Coast Guard Maritime Safety and Security Team San Diego protects seaports and waterways, safeguarding harbors, ports, facilities, vessels and their cargo. Their special capabilities, designed to close the readiness gaps in ports, often find them deployed for months at a time. And as they perform their mission, far from home, one woman is on a mission to safeguard the unit’s families – Amanda Satter, MSST San Diego’s ombudsman.
Satter was not directed or told or ordered to fill in as ombudsman. She volunteered. The choice to spend time and effort as an ombudsman was an easy one though, and it all came back to keeping the 145 active duty and reserve members at the unit ready.
“Having a unit ombudsman is so important because it provides a connection between the command and the families which allows the servicemember to have a better peace of mind while performing their job, which often requires them to be away from their family for an extended period of time,” explained Satter.
As the link to the command and families, Satter confronts issues at the unit head on. Which is important because these issues, like many that military families encounter, are tough. Missing the birth of a first child, stresses of deployment and strains on marriages are all challenges Satter has taken on and supported.
Like all maritime safety and security teams, MSST San Diego is deployable worldwide. There is a tremendous amount of support needed for all families before a deployment, and as a spouse herself, Satter knew a lot about these uncertainties. She created informational material to send to all of the families and reached out to the command with questions still needing to be addressed before the deployment. The command listened to the families and held an event to answer questions and reduce the stress the families were experiencing.
With the desire to better serve the men and women at the unit, Satter traveled across the country to attend Yellow Ribbon events. Experiencing the program at various units, and building her network of support professionals all over the nation, she was further armed with knowledge and resources to support the unit’s families.
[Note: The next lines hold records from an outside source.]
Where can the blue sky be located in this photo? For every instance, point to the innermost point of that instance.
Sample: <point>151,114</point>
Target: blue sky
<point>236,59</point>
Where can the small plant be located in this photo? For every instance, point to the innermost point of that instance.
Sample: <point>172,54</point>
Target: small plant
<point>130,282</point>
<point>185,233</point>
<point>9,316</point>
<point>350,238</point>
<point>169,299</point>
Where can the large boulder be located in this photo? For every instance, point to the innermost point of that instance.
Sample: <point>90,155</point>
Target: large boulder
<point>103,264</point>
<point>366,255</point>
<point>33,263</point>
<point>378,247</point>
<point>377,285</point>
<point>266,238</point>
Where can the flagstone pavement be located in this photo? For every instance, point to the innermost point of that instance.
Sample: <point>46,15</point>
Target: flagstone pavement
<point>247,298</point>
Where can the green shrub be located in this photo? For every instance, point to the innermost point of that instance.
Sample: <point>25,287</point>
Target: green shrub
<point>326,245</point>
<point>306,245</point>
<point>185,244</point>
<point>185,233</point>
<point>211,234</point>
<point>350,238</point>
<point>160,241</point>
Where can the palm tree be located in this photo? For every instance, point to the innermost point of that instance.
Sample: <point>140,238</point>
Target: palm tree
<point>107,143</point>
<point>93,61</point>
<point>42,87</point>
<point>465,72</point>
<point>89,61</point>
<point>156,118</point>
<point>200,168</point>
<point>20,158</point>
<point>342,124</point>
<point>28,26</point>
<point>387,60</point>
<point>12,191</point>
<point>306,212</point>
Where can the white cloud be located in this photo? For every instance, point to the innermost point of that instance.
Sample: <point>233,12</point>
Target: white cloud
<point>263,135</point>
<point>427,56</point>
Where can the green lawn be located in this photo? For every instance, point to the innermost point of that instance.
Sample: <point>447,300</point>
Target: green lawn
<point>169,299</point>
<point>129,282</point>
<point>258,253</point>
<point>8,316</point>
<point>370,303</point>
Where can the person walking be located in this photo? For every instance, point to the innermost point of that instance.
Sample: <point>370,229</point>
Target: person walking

Satter also found opportunities to strengthen families by sponsoring a job club. Aiming to make spouses more aware of jobs in the area, she increased their opportunity of finding job openings in a difficult job market. Additionally, Satter created bi-monthly emails, providing information on highly sought after benefits at child care facilities, financial planning workshops, young sporting activities, parenting workshops and scholarship opportunities.
As an ombudsman, Satter constantly seeks new ways to support servicemembers and their families, and she encourages others to do the same as well. She knows she can’t do it alone, however, and taps into the Coast Guard-wide network of ombudsmen who are bettering their units across the country.
“Don’t be scared to reach out to other ombudsmen to ask for help,” she said. “Sharing ideas and resources with each other has been so helpful to me.”
She also encourages families who see a need for more support at their unit to step up to the plate.
“Every unit needs an ombudsman, so don’t be scared to step up and volunteer – you won’t regret it!”
Through all of the deployments and all of her efforts, Satter says her reward is in knowing she made a difference for a family.
“The most enjoyable part of being an ombudsman is hearing from a family that they benefited in some way from a resource I directed them to or that they had a great time at an event they learned about through me,” said Satter.
And with every family ready, every servicemember is ready. Something the Coast Guard depends on as MSST San Diego performs their vital homeland security mission.